店主の平野さやかさんは大学でベトナム語を専攻。ベトナム南部の商都ホーチミンで翻訳の仕事に携わっていた時に、この国のおこわ料理の魅力に目覚めた。きっかけは、会社で隣に座っていた同僚の女性。ベトナムでは、屋台で買った朝食を始業時間前に会社で食べる人が多いのだが、彼女は毎朝、豆乳とビニール袋に入ったおこわを持って出勤していた。
平野さんが見ていると同僚は、「おいしいよ」と言って、手でぎゅっと握った長粒米のおこわを差し出した。もち米にココナツミルクなどを合わせて蒸し、つぶした緑豆を混ぜたおこわだった。食べてみるとほんのり甘く、緑豆がきなこのようだった。

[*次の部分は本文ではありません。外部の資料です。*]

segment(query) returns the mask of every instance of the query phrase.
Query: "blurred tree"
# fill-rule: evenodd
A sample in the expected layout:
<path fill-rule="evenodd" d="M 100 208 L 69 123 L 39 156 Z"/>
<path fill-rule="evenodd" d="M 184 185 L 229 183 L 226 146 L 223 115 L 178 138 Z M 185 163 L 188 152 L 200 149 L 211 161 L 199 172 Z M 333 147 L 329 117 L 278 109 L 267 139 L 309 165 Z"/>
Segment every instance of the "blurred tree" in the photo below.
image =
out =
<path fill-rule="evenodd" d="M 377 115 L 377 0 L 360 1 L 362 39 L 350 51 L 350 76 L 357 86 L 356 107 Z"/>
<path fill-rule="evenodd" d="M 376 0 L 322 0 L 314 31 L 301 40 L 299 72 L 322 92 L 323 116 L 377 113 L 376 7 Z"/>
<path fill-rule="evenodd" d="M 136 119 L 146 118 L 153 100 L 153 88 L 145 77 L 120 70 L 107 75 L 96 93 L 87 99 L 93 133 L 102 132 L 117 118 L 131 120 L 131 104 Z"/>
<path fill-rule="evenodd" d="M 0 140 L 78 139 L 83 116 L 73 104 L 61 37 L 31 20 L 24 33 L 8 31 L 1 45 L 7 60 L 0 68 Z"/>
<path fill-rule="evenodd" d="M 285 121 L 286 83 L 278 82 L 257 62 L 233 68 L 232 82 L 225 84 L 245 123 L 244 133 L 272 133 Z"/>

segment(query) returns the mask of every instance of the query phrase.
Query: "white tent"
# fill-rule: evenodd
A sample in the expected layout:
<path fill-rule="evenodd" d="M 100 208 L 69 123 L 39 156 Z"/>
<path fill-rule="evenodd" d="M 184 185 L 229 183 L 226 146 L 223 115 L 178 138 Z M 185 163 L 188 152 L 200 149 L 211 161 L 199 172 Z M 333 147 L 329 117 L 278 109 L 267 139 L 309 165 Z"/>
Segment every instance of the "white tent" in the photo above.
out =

「ベトナムには、ビルに入った大型店から小さな食堂、屋台、道端の露店、自転車でこれを売っている人まで、街のそこここにおこわ専門店があるんです。おこわはもち米を蒸すための大きな蒸し器に入れたまま店頭に置いて売っています。大きい店では、20〜30種ものおこわがあるんですよ。私の家の近くにも有名店があって、色々なおこわを食べてみるようになりました」(平野さん)。
帰国後、知り合いのベトナム人の祖母が毎日売り切れるほどの人気のおこわ売りだと聞き、おこわ作りを教えてもらうため再び渡越。つてをたどってレストランの料理人にも教えを乞い、2013年に開店した。店名はベトナム語でツバメが「Yen(エン)」と、日本のお金の円と同じつづりと発音であることから、幸先がよさそうだと付けたものだという。
平野さんに様々なベトナムのおこわの写真を見せてもらうと、ひときわ鮮やかなおこわが目に入った。紫や緑、オレンジに色づけされたおこわだ。現地では、とても人気があるらしい。
紫、緑はマゼンタリーフやパンダンリーフと呼ばれる植物を用いて色づけしたもの。オレンジは、東南アジア原産のガックというフルーツを使って色をつけたもので、いずれも甘いおこわ。
日本人の感覚では少し毒々しい感じがするが、「ベトナム人は色がついていた方が食欲をそそられるんです。だから、『このぐらいの発色じゃないと』って、食用着色料をさらに足したりするんですよ」と平野さんは笑う。